Loading web page using headless Chrome and Selenium returns Debugging Information, IP Address Ray ID - CentOS

sm1994
December 30, 2021
154 views
2 votes
4 Answers

I am trying to create an application that scrapes certain e-commerce websites. I am using Selenium for this purpose and trying to deploy my application on an ec2 instance running centos.
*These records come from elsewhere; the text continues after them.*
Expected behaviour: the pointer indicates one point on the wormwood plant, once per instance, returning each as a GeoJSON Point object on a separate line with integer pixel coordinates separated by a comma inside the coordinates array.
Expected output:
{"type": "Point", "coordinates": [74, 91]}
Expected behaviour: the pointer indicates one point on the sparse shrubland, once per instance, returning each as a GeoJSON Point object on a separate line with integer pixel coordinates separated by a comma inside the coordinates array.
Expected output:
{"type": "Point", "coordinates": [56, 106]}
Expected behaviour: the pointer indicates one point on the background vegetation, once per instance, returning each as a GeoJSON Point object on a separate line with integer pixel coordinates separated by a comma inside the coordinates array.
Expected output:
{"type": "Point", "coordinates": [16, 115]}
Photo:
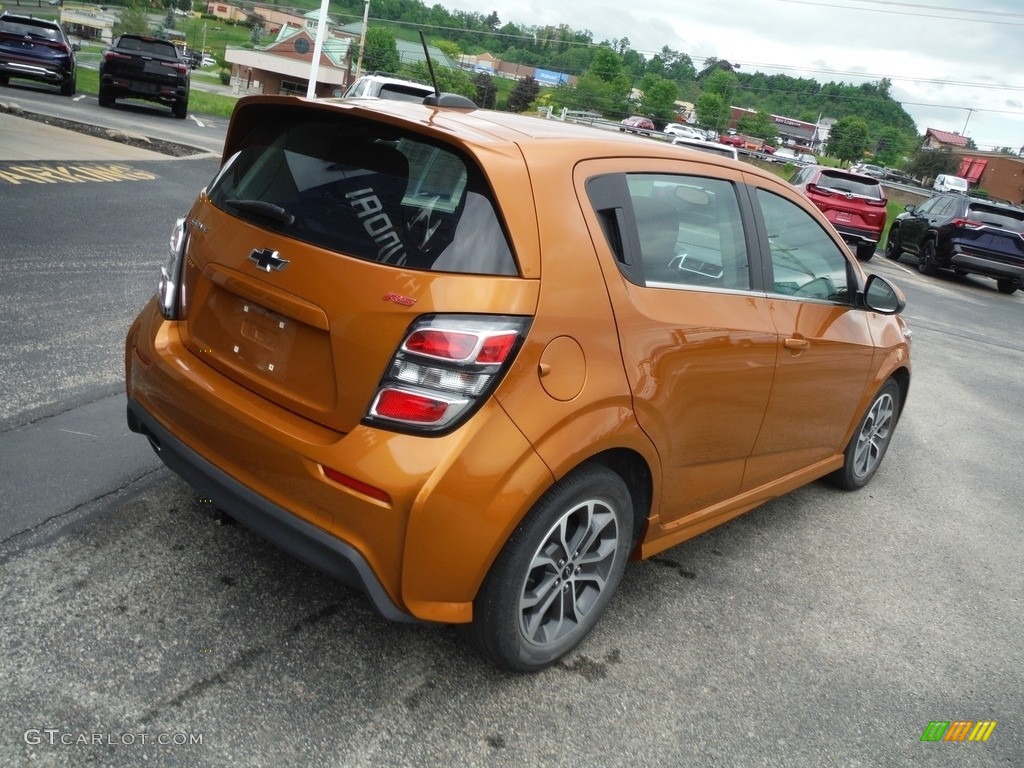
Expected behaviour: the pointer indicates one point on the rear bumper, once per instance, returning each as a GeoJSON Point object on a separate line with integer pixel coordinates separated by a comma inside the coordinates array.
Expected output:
{"type": "Point", "coordinates": [981, 264]}
{"type": "Point", "coordinates": [298, 538]}
{"type": "Point", "coordinates": [857, 236]}
{"type": "Point", "coordinates": [35, 72]}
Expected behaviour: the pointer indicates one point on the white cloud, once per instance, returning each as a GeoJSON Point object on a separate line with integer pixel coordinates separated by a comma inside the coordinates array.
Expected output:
{"type": "Point", "coordinates": [949, 67]}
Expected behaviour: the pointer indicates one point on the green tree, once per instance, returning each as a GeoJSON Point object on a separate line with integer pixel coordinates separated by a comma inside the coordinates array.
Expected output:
{"type": "Point", "coordinates": [760, 125]}
{"type": "Point", "coordinates": [658, 99]}
{"type": "Point", "coordinates": [606, 65]}
{"type": "Point", "coordinates": [523, 94]}
{"type": "Point", "coordinates": [381, 51]}
{"type": "Point", "coordinates": [486, 91]}
{"type": "Point", "coordinates": [713, 111]}
{"type": "Point", "coordinates": [848, 139]}
{"type": "Point", "coordinates": [928, 164]}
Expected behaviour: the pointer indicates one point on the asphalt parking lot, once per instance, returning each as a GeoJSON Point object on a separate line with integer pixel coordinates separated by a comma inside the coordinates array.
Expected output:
{"type": "Point", "coordinates": [822, 629]}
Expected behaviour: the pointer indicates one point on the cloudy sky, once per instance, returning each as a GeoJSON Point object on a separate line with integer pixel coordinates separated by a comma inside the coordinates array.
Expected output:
{"type": "Point", "coordinates": [953, 69]}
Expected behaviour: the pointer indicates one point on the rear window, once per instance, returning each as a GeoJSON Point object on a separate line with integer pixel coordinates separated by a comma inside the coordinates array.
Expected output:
{"type": "Point", "coordinates": [368, 192]}
{"type": "Point", "coordinates": [1003, 217]}
{"type": "Point", "coordinates": [844, 182]}
{"type": "Point", "coordinates": [157, 47]}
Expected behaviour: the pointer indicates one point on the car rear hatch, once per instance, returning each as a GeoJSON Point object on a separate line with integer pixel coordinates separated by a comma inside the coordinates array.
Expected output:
{"type": "Point", "coordinates": [849, 200]}
{"type": "Point", "coordinates": [332, 252]}
{"type": "Point", "coordinates": [151, 65]}
{"type": "Point", "coordinates": [993, 231]}
{"type": "Point", "coordinates": [32, 46]}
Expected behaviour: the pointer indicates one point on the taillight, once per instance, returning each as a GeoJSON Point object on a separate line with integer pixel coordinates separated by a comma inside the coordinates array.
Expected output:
{"type": "Point", "coordinates": [445, 367]}
{"type": "Point", "coordinates": [170, 273]}
{"type": "Point", "coordinates": [967, 223]}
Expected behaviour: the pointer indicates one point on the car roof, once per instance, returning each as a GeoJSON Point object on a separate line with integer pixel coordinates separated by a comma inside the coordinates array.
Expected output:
{"type": "Point", "coordinates": [469, 128]}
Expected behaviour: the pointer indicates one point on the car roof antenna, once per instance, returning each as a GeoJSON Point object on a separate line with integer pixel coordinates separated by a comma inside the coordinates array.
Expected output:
{"type": "Point", "coordinates": [452, 100]}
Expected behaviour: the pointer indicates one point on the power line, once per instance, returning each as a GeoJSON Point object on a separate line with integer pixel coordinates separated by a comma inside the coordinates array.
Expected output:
{"type": "Point", "coordinates": [887, 10]}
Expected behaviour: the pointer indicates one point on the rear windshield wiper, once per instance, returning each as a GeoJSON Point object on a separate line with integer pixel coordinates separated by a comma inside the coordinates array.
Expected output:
{"type": "Point", "coordinates": [263, 209]}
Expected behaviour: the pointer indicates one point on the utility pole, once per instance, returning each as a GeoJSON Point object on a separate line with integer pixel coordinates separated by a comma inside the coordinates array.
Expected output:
{"type": "Point", "coordinates": [363, 38]}
{"type": "Point", "coordinates": [317, 48]}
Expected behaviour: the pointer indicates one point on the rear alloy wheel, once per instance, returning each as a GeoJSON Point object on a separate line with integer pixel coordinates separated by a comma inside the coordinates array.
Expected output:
{"type": "Point", "coordinates": [557, 572]}
{"type": "Point", "coordinates": [926, 262]}
{"type": "Point", "coordinates": [868, 444]}
{"type": "Point", "coordinates": [893, 248]}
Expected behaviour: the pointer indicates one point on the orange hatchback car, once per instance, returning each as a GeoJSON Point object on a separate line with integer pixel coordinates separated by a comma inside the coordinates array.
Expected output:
{"type": "Point", "coordinates": [471, 363]}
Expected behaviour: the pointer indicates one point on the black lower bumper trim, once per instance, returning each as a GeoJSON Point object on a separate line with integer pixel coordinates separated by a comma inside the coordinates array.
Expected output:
{"type": "Point", "coordinates": [298, 538]}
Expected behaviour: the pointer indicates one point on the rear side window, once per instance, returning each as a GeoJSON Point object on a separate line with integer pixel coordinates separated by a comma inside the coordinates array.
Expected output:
{"type": "Point", "coordinates": [342, 184]}
{"type": "Point", "coordinates": [690, 231]}
{"type": "Point", "coordinates": [843, 182]}
{"type": "Point", "coordinates": [806, 262]}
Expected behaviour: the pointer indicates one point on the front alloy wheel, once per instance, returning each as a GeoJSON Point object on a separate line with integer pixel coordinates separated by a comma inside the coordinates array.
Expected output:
{"type": "Point", "coordinates": [867, 446]}
{"type": "Point", "coordinates": [893, 248]}
{"type": "Point", "coordinates": [557, 571]}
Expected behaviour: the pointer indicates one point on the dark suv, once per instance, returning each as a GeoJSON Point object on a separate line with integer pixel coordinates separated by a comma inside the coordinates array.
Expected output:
{"type": "Point", "coordinates": [968, 235]}
{"type": "Point", "coordinates": [138, 67]}
{"type": "Point", "coordinates": [854, 203]}
{"type": "Point", "coordinates": [36, 49]}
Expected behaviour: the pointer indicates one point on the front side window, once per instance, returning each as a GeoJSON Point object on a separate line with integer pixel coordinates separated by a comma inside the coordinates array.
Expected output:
{"type": "Point", "coordinates": [806, 262]}
{"type": "Point", "coordinates": [690, 231]}
{"type": "Point", "coordinates": [370, 193]}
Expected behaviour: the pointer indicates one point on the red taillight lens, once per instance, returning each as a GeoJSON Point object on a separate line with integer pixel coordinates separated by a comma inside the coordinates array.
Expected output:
{"type": "Point", "coordinates": [357, 485]}
{"type": "Point", "coordinates": [410, 407]}
{"type": "Point", "coordinates": [444, 369]}
{"type": "Point", "coordinates": [449, 345]}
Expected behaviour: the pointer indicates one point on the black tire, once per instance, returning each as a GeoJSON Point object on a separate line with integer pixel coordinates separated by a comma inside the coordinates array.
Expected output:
{"type": "Point", "coordinates": [540, 599]}
{"type": "Point", "coordinates": [870, 440]}
{"type": "Point", "coordinates": [1008, 285]}
{"type": "Point", "coordinates": [893, 247]}
{"type": "Point", "coordinates": [926, 261]}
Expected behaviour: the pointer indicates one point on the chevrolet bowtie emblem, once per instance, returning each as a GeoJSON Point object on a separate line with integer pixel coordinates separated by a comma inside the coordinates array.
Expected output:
{"type": "Point", "coordinates": [267, 260]}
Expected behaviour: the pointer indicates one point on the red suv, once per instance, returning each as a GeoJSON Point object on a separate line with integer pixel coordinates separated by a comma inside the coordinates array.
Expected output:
{"type": "Point", "coordinates": [855, 204]}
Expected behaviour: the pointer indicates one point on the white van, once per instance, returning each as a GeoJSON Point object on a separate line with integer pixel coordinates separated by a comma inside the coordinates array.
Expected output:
{"type": "Point", "coordinates": [944, 182]}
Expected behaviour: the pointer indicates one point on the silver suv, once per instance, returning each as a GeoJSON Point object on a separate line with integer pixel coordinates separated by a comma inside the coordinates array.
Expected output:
{"type": "Point", "coordinates": [383, 86]}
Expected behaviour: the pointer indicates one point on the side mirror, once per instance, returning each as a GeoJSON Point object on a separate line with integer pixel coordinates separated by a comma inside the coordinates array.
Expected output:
{"type": "Point", "coordinates": [882, 296]}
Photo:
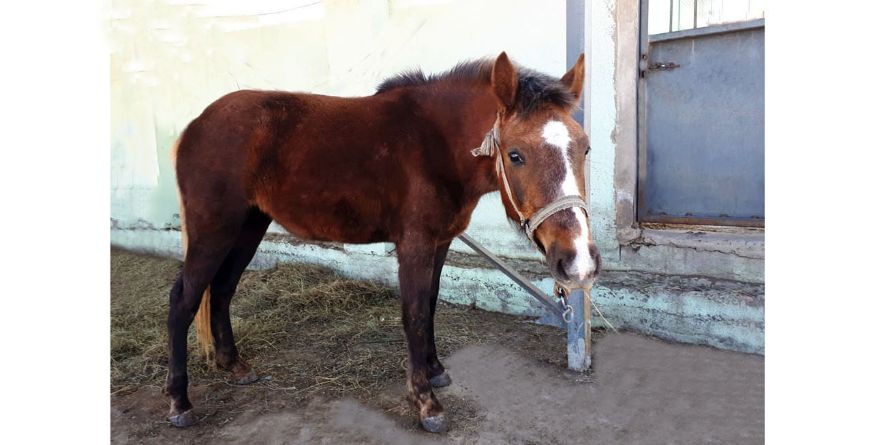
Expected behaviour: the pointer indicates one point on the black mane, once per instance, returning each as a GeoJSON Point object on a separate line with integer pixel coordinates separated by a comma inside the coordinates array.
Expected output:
{"type": "Point", "coordinates": [534, 89]}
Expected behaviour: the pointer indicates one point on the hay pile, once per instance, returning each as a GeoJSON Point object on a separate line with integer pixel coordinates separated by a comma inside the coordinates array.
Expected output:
{"type": "Point", "coordinates": [311, 331]}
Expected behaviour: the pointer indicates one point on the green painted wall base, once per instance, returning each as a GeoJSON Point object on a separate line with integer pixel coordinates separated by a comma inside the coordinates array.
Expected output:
{"type": "Point", "coordinates": [720, 313]}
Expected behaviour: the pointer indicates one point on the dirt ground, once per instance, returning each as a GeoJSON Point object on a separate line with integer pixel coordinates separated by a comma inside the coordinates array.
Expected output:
{"type": "Point", "coordinates": [333, 373]}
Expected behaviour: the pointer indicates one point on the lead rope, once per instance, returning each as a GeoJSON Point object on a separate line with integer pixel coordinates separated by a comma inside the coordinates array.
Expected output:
{"type": "Point", "coordinates": [562, 291]}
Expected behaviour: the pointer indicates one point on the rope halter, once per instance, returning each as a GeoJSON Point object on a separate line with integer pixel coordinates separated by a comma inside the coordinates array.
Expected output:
{"type": "Point", "coordinates": [491, 146]}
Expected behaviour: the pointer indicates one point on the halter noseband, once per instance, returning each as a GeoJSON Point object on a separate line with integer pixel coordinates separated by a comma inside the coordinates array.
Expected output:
{"type": "Point", "coordinates": [491, 146]}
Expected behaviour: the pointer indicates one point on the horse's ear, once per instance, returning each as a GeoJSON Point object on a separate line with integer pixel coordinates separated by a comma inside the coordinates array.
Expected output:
{"type": "Point", "coordinates": [504, 80]}
{"type": "Point", "coordinates": [574, 79]}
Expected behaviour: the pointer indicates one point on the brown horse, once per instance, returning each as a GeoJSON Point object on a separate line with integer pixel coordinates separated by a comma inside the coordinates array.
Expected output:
{"type": "Point", "coordinates": [396, 167]}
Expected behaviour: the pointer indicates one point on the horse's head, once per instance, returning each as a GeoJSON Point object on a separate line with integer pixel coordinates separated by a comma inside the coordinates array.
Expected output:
{"type": "Point", "coordinates": [541, 154]}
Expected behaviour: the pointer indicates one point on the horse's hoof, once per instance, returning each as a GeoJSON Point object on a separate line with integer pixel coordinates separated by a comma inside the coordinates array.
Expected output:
{"type": "Point", "coordinates": [439, 381]}
{"type": "Point", "coordinates": [250, 377]}
{"type": "Point", "coordinates": [435, 424]}
{"type": "Point", "coordinates": [184, 419]}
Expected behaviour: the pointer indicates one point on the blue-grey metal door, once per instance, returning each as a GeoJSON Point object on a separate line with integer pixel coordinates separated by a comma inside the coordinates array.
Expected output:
{"type": "Point", "coordinates": [701, 114]}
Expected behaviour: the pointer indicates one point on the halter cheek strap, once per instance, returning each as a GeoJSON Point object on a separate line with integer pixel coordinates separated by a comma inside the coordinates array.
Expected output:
{"type": "Point", "coordinates": [491, 146]}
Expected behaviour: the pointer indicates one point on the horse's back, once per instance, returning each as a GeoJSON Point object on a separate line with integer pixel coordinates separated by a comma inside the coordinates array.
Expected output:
{"type": "Point", "coordinates": [324, 167]}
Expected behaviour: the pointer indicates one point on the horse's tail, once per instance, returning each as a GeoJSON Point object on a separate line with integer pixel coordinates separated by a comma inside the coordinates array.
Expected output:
{"type": "Point", "coordinates": [202, 319]}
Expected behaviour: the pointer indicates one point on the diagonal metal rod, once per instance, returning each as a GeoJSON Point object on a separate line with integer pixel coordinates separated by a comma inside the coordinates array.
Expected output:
{"type": "Point", "coordinates": [512, 274]}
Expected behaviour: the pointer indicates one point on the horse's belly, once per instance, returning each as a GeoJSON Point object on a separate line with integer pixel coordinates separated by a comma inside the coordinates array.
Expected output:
{"type": "Point", "coordinates": [345, 220]}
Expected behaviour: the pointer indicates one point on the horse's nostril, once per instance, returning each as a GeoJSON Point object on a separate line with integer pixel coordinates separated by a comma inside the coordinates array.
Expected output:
{"type": "Point", "coordinates": [561, 270]}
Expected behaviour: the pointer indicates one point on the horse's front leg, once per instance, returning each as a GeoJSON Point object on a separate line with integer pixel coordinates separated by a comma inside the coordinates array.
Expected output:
{"type": "Point", "coordinates": [416, 287]}
{"type": "Point", "coordinates": [437, 373]}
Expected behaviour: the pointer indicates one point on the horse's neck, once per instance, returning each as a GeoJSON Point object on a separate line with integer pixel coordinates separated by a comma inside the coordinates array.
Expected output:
{"type": "Point", "coordinates": [466, 115]}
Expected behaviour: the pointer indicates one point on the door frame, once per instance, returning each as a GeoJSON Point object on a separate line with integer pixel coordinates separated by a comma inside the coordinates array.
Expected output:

Before deploying, I developed my code locally and it worked but it gives me errors on the remote machine.

The code that I am using

from selenium import webdriver
from selenium.webdriver.common.by import By
from selenium.webdriver.chrome.service import Service
from webdriver_manager.chrome import ChromeDriverManager

ser = Service(ChromeDriverManager().install())
chrome_options = webdriver.ChromeOptions()
chrome_options.add_argument("--headless")

selenium_driver = webdriver.Chrome(service=ser, options=chrome_options)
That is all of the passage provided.